When Nort saw us, for we couldn't help going outside to meet him, he raised one hand, shouting:
"Hello, there, David!"
I remember thinking what a boy he looked. Not large, not very strong, but with a lithe swinging step and an odd tilt of the head, a little backward, as though he were looking up for the joy of it. I felt my heart rising and warming at the very sight of him.
"Well, Miss Grayson," said he, coming up the steps, "have you decided yet whether you and David are most indebted to the Macintoshes or the Scribners?"

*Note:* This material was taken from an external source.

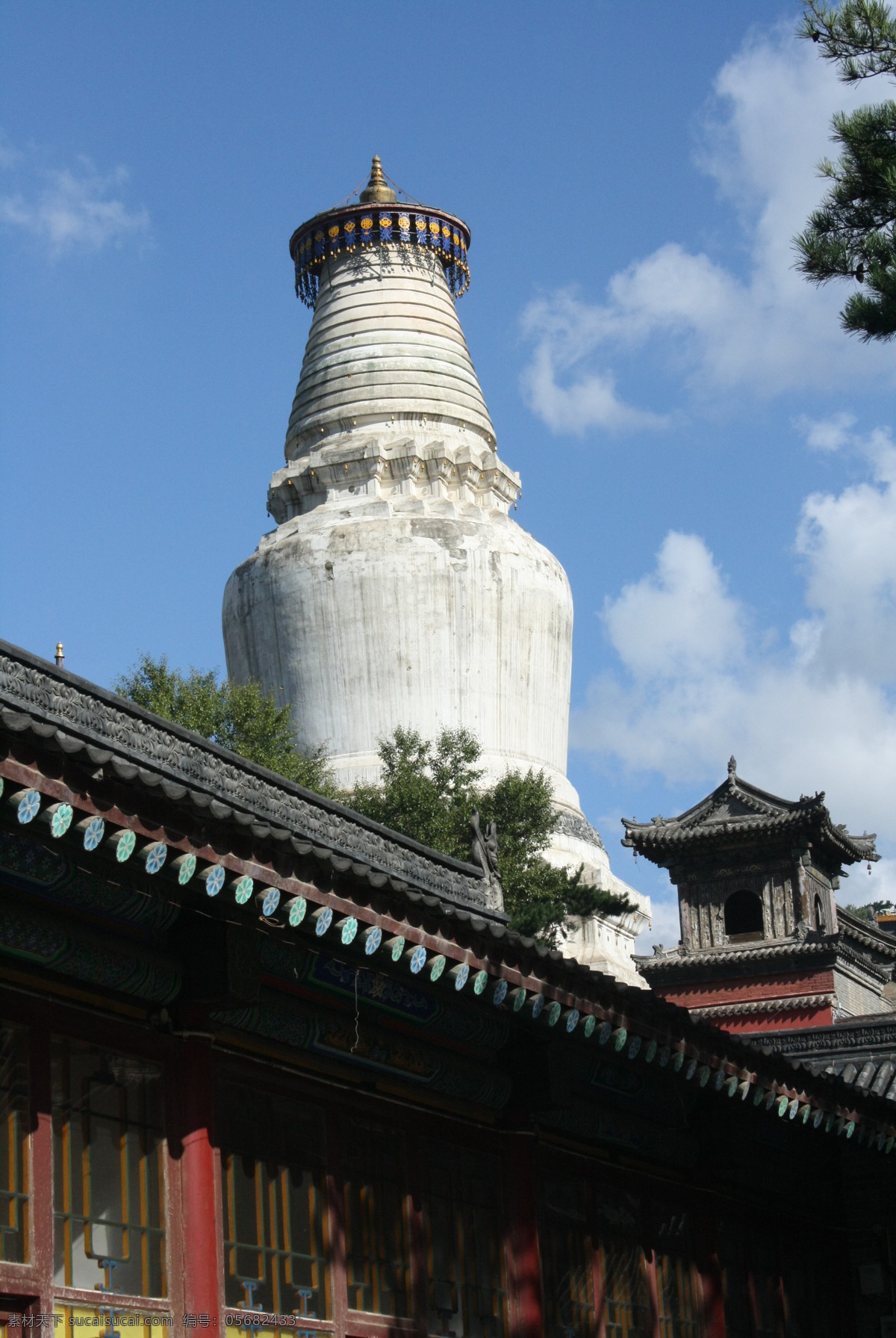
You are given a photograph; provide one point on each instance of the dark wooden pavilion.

There was laughter in his eyes as he shook Harriet's hand, and I could see the faint flush in her cheeks and the little positive nod of the head she had when she was most pleased, and didn't want it to appear too plainly. Nort had long ago discovered her undying passion for her ancestors, and already knew the complete record of that Macintosh who was an officer in the Colonial army, and who, if one were to judge by Harriet's account, was the origin of all the good traits of the Grayson family.

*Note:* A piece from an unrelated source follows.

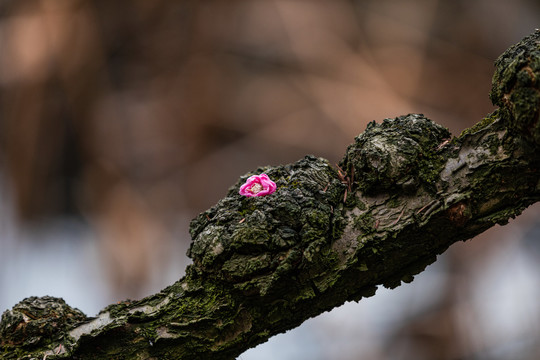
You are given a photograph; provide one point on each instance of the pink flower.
(258, 185)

When Harriet is especially pleased with any one, particularly if he is a man, she thinks at once that he must be hungry; and no sooner were the greetings well over than she escaped to the kitchen.
Nort at once put on a portentous look of solemn concern, his face changing so quickly that it was almost comical.
"David," said he, "here we are right up to another issue, and no ideas."
He spoke as though he were the sole proprietor of the Star.
"Well," I said, "a little thing like that never yet prevented a newspaper from appearing regularly."